- Isavuconazole phase 3 invasive aspergillosis study (SECURE) meets primary endpoint
BASEL, Switzerland I September 30, 2013 I Basilea Pharmaceutica Ltd. (SIX: BSLN) announced today positive topline data from the isavuconazole phase 3 invasive aspergillosis study (SECURE). The antifungal agent isavuconazole is being co-developed with Astellas Pharma Inc.
The randomized, double-blind isavuconazole study (SECURE) achieved its primary objective in demonstrating non-inferiority versus voriconazole for the primary treatment of invasive fungal disease caused by Aspergillus species or certain other filamentous fungi. Isavuconazole was effective as determined by the primary endpoint of all-cause mortality through day 42 in the intent-to-treat population (N=516). The all-cause-mortality was 18.6% in the isavuconazole treatment group and 20.2% in the voriconazole group. The 95% confidence interval of the treatment difference between isavuconazole and voriconazole was within the pre-specified non-inferiority margin of 10%.
In addition, the key secondary endpoint of overall success rate (composite of clinical, mycological, radiological responses) at the end-of-therapy in patients with proven/probable disease was similar between isavuconazole and voriconazole (35.0% and 36.4%, respectively). This outcome was based on a blinded assessment by the Independent Data Review Committee.

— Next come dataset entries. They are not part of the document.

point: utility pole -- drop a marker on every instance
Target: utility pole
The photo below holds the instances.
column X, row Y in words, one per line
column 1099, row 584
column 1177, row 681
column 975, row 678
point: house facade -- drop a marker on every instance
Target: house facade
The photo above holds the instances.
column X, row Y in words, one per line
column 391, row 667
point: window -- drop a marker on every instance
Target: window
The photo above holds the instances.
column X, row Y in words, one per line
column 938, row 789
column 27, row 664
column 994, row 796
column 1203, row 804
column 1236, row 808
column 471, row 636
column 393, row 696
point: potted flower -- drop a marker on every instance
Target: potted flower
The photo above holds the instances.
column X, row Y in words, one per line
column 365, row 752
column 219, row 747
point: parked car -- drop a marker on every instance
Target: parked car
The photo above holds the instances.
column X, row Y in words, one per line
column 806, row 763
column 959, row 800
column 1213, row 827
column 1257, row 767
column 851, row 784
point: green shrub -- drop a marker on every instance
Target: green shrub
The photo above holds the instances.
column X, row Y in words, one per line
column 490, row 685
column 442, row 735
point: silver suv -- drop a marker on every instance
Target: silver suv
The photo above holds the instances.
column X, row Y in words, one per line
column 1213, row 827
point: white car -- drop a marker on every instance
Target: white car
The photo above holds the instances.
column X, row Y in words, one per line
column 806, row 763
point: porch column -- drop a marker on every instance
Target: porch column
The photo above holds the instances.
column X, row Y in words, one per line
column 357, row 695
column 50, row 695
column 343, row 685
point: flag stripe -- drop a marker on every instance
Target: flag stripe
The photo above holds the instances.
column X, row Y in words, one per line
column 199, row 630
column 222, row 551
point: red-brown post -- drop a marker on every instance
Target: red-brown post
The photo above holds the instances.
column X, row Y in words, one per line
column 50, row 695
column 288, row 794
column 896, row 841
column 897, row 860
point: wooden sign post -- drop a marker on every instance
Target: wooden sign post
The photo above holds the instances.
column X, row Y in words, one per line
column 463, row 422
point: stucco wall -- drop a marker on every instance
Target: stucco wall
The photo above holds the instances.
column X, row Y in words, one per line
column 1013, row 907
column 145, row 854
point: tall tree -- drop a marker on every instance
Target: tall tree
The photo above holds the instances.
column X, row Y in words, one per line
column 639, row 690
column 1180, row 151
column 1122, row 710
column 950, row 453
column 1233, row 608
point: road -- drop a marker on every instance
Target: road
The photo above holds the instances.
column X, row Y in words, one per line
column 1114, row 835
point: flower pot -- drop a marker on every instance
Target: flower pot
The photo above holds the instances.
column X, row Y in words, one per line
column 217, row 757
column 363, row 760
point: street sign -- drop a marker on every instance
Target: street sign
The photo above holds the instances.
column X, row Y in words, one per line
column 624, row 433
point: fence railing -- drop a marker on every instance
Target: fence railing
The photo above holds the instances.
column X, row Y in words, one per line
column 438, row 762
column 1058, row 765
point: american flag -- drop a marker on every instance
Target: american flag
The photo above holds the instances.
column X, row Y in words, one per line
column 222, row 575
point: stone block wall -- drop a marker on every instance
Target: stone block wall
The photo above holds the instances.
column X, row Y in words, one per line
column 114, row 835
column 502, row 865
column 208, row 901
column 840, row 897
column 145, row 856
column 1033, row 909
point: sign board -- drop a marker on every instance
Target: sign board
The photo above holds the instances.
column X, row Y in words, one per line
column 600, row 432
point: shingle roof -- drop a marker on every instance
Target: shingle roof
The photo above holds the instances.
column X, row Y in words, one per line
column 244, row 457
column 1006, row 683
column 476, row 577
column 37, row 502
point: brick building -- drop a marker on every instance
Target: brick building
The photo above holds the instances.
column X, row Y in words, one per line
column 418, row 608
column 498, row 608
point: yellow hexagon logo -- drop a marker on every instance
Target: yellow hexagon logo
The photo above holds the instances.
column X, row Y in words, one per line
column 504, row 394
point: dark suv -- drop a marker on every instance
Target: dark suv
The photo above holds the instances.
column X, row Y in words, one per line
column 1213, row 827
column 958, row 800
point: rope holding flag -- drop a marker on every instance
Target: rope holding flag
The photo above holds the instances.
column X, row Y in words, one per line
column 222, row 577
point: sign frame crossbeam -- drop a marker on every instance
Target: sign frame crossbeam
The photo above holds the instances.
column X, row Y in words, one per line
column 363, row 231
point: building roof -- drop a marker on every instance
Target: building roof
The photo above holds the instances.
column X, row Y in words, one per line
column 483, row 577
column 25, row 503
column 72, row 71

Overall drug- and non-drug-related adverse events were reported in 96.1% and 98.5% of patients in the isavuconazole and voriconazole treatment groups, respectively. The most frequent adverse events reported were nausea, vomiting, pyrexia (fever), diarrhoea, and hypokalaemia (deficiency of potassium in the blood) which were reported at similar rates in both treatment groups. Study drug-related adverse events were reported in 42.4% and 59.8% of patients in the isavuconazole and voriconazole treatment groups, respectively.
Basilea’s CEO Ronald Scott commented: “The successful completion of this study is a major achievement and an important milestone for our company. Invasive aspergillosis is a life-threatening disease primarily afflicting immunocompromised patients. There is a great medical need for new antifungal agents to treat these critically ill patients. The results from this isavuconazole study (SECURE) represent an important step in the development of this potential new treatment option for patients suffering from invasive aspergillosis.”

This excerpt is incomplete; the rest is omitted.